USA: Protesters demand military recruiters out of schools

Below is a report of an anti-war action against military recruiters in school, which Socialist Alternative (CWI in US) played an important role in organising.

“WHAT DO we want? Recruiters out! When do we want it? Now!” chanted over 70 anti-war protesters, as we marched to the Seattle School Board meeting, on 20 June.

Philip Locker, Dylan Simpson, and Marianne Mork

The spirited protest, called by Youth Against War and Racism (YAWR), demanded the school board finally take real action against military recruitment in our schools. As the local TV news, ‘King 5’, said, it was “intended to be political high theatre, and it certainly was effective.” Another reporter commented: “It was the most dramatic anti-military recruitment rally to date.”

YAWR is calling for military recruiters to be banned from Seattle public schools. But to stay within the legal parameters of the “No Child Left Behind” law*, we are demanding that all recruiting be done at a district-wide recruitment fair, once a semester. This would create equity between the access to students that the military, college, and job recruiters have.

Currently, military recruiters have a massive budget and a huge advantage over college and job recruiters.

A district-wide recruitment fair would also stop military recruiters from carrying out their predatory tactics within our schools and disproportionate targeting of schools that are predominantly made up of poor and minority students.

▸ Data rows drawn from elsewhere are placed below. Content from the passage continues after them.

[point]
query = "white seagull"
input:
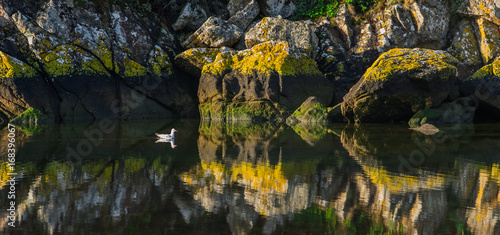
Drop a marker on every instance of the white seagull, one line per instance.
(170, 136)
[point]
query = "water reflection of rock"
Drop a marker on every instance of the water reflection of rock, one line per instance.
(236, 175)
(259, 179)
(419, 201)
(69, 196)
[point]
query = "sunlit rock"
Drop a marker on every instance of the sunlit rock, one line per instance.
(400, 83)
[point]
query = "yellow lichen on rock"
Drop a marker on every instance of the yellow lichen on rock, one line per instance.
(193, 60)
(11, 67)
(266, 58)
(489, 39)
(492, 69)
(416, 63)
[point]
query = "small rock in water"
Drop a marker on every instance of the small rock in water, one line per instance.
(427, 129)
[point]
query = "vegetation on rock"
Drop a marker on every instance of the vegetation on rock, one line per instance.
(266, 58)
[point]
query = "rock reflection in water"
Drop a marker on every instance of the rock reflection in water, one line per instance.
(260, 179)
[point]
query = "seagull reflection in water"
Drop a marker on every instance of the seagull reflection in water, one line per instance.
(171, 141)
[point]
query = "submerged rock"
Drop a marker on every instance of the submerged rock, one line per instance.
(260, 83)
(426, 129)
(313, 110)
(299, 34)
(460, 111)
(214, 32)
(400, 83)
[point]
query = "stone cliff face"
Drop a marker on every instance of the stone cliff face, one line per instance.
(79, 62)
(236, 60)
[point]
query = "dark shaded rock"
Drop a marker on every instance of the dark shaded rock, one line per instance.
(192, 17)
(460, 111)
(273, 74)
(273, 8)
(245, 16)
(82, 63)
(464, 45)
(484, 85)
(214, 32)
(426, 129)
(313, 110)
(400, 83)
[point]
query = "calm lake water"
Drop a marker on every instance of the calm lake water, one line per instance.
(259, 179)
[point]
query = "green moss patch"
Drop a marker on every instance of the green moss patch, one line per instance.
(11, 67)
(30, 116)
(415, 63)
(492, 69)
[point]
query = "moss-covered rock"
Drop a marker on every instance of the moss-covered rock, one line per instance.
(312, 110)
(271, 73)
(11, 67)
(311, 133)
(83, 63)
(400, 83)
(393, 27)
(30, 116)
(299, 34)
(488, 34)
(265, 58)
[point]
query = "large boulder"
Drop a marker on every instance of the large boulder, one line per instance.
(393, 27)
(400, 83)
(73, 63)
(273, 8)
(299, 34)
(192, 60)
(479, 8)
(262, 83)
(464, 45)
(485, 86)
(343, 19)
(488, 35)
(460, 111)
(191, 18)
(313, 110)
(432, 19)
(245, 16)
(214, 32)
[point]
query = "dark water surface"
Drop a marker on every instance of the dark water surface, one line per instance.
(113, 178)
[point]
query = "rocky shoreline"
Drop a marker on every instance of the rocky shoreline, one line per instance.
(426, 62)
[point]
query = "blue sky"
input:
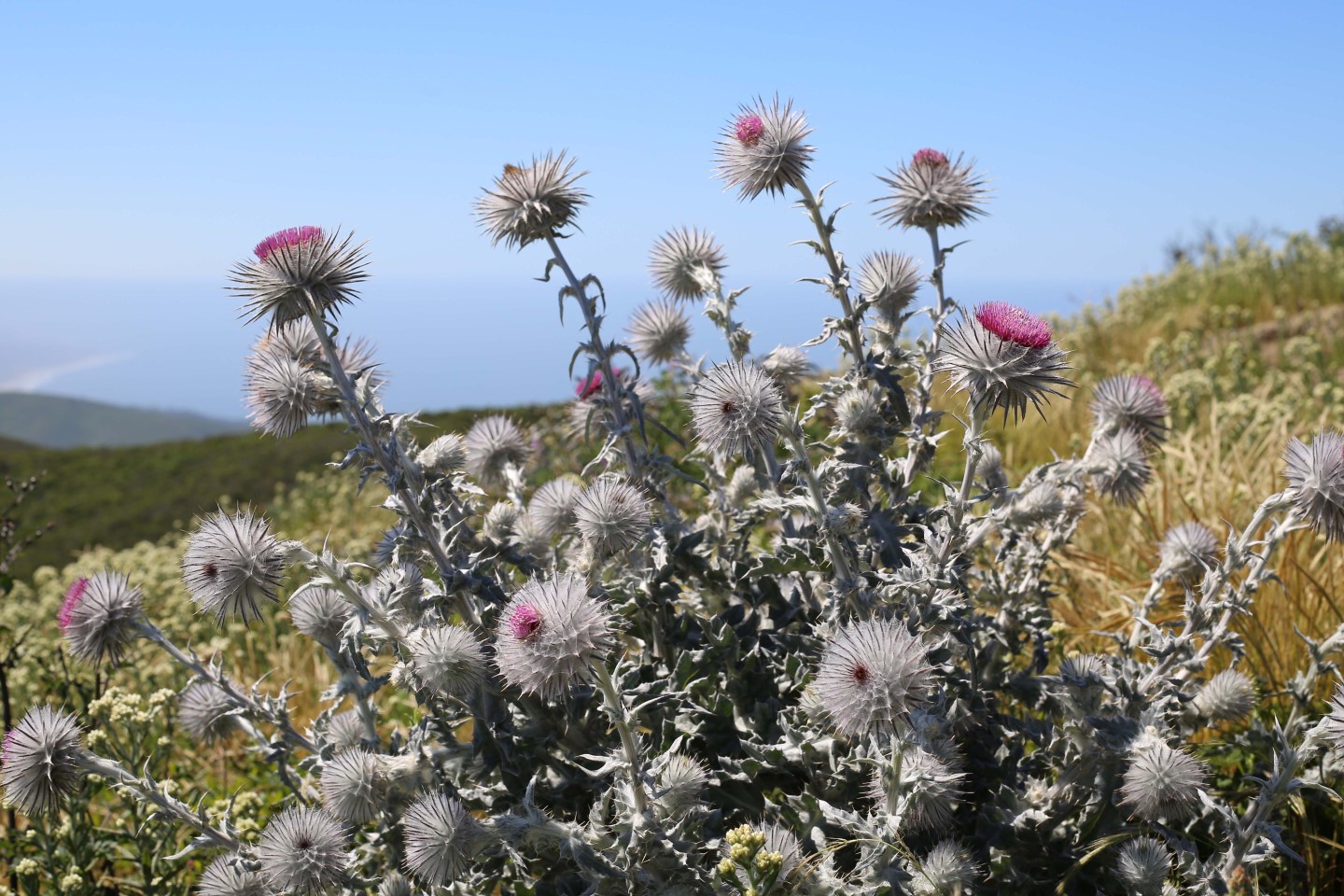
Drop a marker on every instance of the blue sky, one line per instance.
(147, 147)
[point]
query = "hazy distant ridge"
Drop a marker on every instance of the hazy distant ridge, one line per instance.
(52, 421)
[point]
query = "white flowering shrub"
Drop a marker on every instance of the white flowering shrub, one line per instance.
(760, 642)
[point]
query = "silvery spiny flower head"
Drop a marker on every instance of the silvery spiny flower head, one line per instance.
(350, 785)
(320, 614)
(1130, 402)
(870, 676)
(947, 869)
(299, 271)
(787, 364)
(686, 263)
(763, 149)
(553, 504)
(610, 516)
(39, 761)
(230, 876)
(1004, 357)
(530, 203)
(1163, 782)
(495, 443)
(1226, 697)
(448, 660)
(1316, 473)
(302, 850)
(98, 617)
(659, 330)
(889, 281)
(206, 712)
(933, 191)
(1185, 553)
(550, 635)
(736, 409)
(1142, 865)
(441, 838)
(1126, 469)
(231, 563)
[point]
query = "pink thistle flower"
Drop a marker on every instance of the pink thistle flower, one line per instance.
(1014, 324)
(287, 238)
(748, 129)
(931, 158)
(525, 621)
(73, 595)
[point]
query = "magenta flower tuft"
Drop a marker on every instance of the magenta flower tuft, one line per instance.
(73, 595)
(749, 129)
(1014, 324)
(525, 621)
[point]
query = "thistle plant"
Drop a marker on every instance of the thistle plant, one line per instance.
(770, 651)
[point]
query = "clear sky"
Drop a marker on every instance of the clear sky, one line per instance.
(146, 147)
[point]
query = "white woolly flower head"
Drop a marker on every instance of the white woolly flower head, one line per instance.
(1130, 402)
(299, 271)
(302, 850)
(39, 761)
(531, 202)
(659, 330)
(736, 409)
(763, 149)
(98, 617)
(441, 838)
(1002, 357)
(931, 191)
(1185, 553)
(686, 263)
(610, 516)
(231, 563)
(870, 676)
(1316, 473)
(550, 635)
(1163, 782)
(494, 443)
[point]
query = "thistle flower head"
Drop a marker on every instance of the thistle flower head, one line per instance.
(320, 614)
(1002, 357)
(1226, 697)
(553, 505)
(231, 563)
(552, 635)
(494, 443)
(230, 876)
(659, 330)
(39, 761)
(302, 850)
(98, 617)
(686, 263)
(531, 203)
(736, 409)
(204, 712)
(763, 149)
(350, 783)
(1130, 402)
(1124, 467)
(1185, 553)
(1163, 782)
(448, 660)
(889, 281)
(441, 838)
(933, 191)
(870, 675)
(1316, 473)
(1142, 865)
(299, 271)
(610, 516)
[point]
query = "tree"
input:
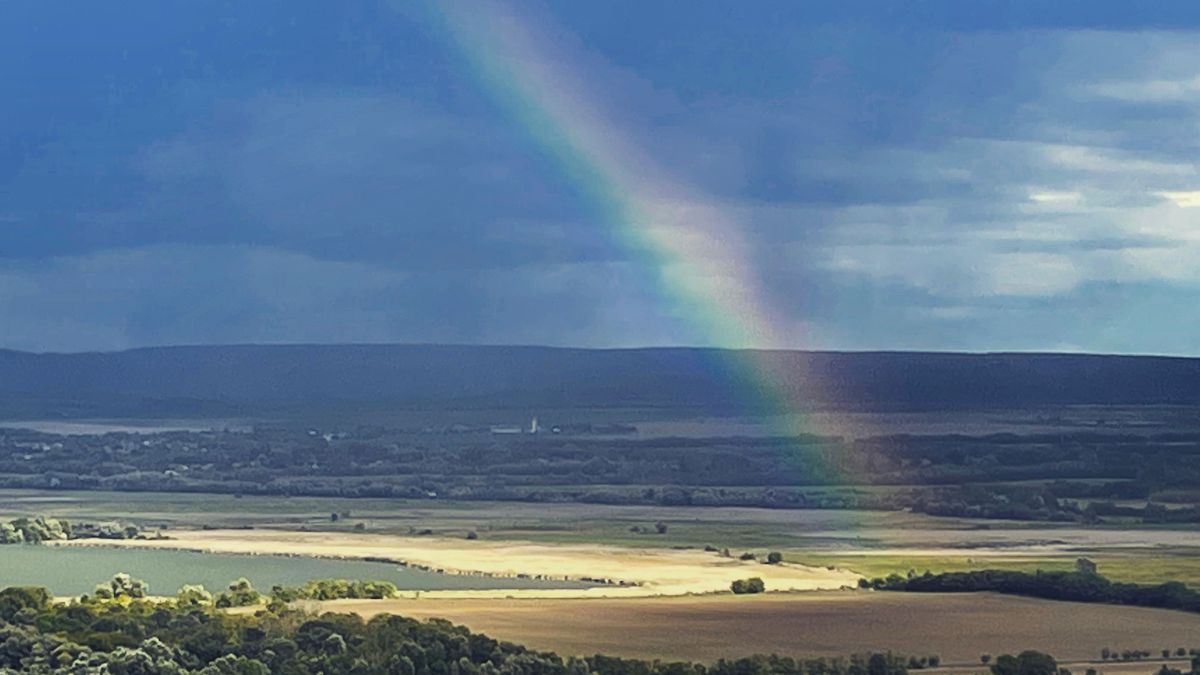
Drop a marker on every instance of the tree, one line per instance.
(123, 585)
(753, 585)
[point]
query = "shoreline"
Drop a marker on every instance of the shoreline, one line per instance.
(603, 571)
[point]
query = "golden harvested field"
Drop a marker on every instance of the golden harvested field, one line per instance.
(655, 572)
(957, 627)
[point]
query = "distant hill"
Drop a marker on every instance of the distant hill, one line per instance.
(241, 380)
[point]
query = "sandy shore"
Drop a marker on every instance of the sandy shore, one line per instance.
(625, 572)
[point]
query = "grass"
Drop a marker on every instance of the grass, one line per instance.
(837, 538)
(957, 627)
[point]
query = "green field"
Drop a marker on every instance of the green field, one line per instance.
(871, 543)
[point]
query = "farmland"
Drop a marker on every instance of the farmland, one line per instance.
(959, 628)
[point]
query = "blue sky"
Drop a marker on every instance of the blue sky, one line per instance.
(934, 175)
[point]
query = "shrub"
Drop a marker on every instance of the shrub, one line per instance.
(753, 585)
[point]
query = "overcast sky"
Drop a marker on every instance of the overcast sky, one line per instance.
(935, 175)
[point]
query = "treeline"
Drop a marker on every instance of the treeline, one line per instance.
(1077, 586)
(1083, 475)
(42, 529)
(129, 634)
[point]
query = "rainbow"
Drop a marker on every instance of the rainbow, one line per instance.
(702, 264)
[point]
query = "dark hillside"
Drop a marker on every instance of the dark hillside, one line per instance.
(223, 380)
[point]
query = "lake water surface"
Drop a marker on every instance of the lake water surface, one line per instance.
(70, 571)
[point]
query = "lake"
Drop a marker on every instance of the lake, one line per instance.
(70, 571)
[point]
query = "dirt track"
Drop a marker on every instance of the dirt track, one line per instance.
(957, 627)
(654, 572)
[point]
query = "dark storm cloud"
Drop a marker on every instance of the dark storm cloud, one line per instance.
(935, 174)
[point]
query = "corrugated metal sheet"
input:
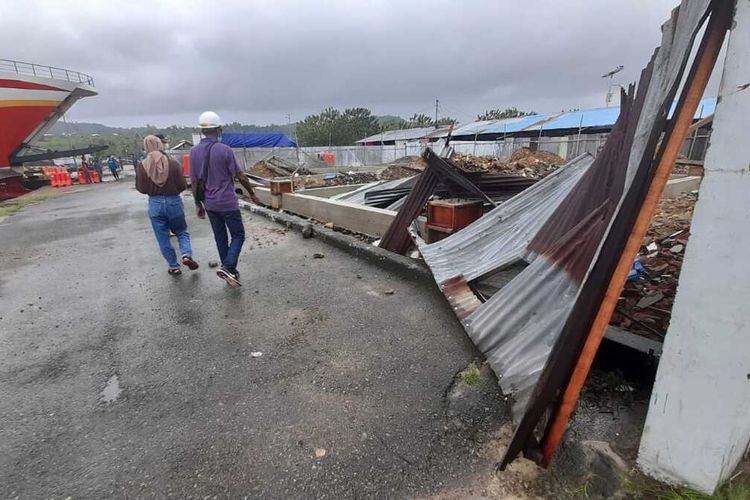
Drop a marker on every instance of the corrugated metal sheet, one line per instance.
(533, 329)
(644, 123)
(586, 118)
(501, 236)
(397, 238)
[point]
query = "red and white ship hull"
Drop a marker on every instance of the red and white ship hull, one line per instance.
(29, 105)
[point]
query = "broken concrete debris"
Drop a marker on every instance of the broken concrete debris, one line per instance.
(523, 162)
(533, 329)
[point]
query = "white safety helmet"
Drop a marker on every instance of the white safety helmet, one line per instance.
(209, 119)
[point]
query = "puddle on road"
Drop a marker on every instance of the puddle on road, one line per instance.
(111, 391)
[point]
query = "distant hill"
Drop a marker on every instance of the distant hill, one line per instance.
(174, 131)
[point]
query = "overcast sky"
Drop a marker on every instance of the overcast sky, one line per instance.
(255, 61)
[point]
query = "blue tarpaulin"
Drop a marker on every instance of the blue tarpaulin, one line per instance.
(257, 140)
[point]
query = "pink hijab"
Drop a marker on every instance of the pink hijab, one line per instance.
(156, 163)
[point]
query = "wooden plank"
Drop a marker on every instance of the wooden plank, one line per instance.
(697, 81)
(358, 218)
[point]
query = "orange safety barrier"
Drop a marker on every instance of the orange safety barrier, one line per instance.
(186, 165)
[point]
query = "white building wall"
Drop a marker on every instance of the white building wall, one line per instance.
(698, 423)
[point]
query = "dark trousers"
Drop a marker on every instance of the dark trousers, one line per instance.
(229, 252)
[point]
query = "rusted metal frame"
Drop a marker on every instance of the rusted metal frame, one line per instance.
(449, 172)
(697, 81)
(397, 238)
(569, 344)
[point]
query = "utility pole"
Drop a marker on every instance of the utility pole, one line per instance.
(610, 75)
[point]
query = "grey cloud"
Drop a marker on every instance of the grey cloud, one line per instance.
(164, 62)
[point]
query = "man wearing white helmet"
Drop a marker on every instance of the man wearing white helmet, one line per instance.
(214, 168)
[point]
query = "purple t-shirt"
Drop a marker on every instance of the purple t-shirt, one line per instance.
(220, 194)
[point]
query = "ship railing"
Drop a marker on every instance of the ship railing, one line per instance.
(24, 68)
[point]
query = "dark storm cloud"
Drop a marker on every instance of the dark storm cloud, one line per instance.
(164, 62)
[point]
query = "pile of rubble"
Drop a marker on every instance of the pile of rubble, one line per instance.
(274, 166)
(523, 162)
(339, 179)
(645, 306)
(407, 166)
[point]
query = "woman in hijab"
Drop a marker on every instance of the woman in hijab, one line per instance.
(160, 177)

Student activist, Kristin Ebeling, said: “Our public schools should not be military recruitment stations for the Iraq war. Instead of wasting $500 billion on a war for oil and empire, we need money for jobs and education.”

High school students, teachers, parents and community activists rallied outside the school board for an hour. With the start of the meeting the rally moved inside, energetically chanting and sitting in at the front of the room.

To bring the reality of the war home, some students enacted a ‘die-in’, lying across the floor covered in blood, while the school board politicians huddled at the side of the room.

Addressing the board and the whole room, Shanay Salas and Ramy Khalil, from YAWR, explained our demands to restrict military recruiters.

We urged that the board amend its agenda for 10-15 minutes to discuss our proposed policy. Unfortunately, the board refused to discuss our policy, nor would they start the meeting until we ended the sit-in and moved away from the front of the room.

Since the board refused to listen to the public, we decided to continue the meeting and took public testimony from those who had already signed up to testify. A number of school bus drivers spoke about their struggle to unionise to overcome the terrible wages and conditions they face, which the board is refusing to support.

All the local TV news gave very prominent coverage to the protest. But to win we will need to keep up the pressure on the school board and build an organised, active anti-war movement.

This fall [autumn] YAWR is organising a major student walkout, which we are trying to spread nationally, to show that ‘business as usual’ will be forced to stop until the military is out of Iraq and out of our schools.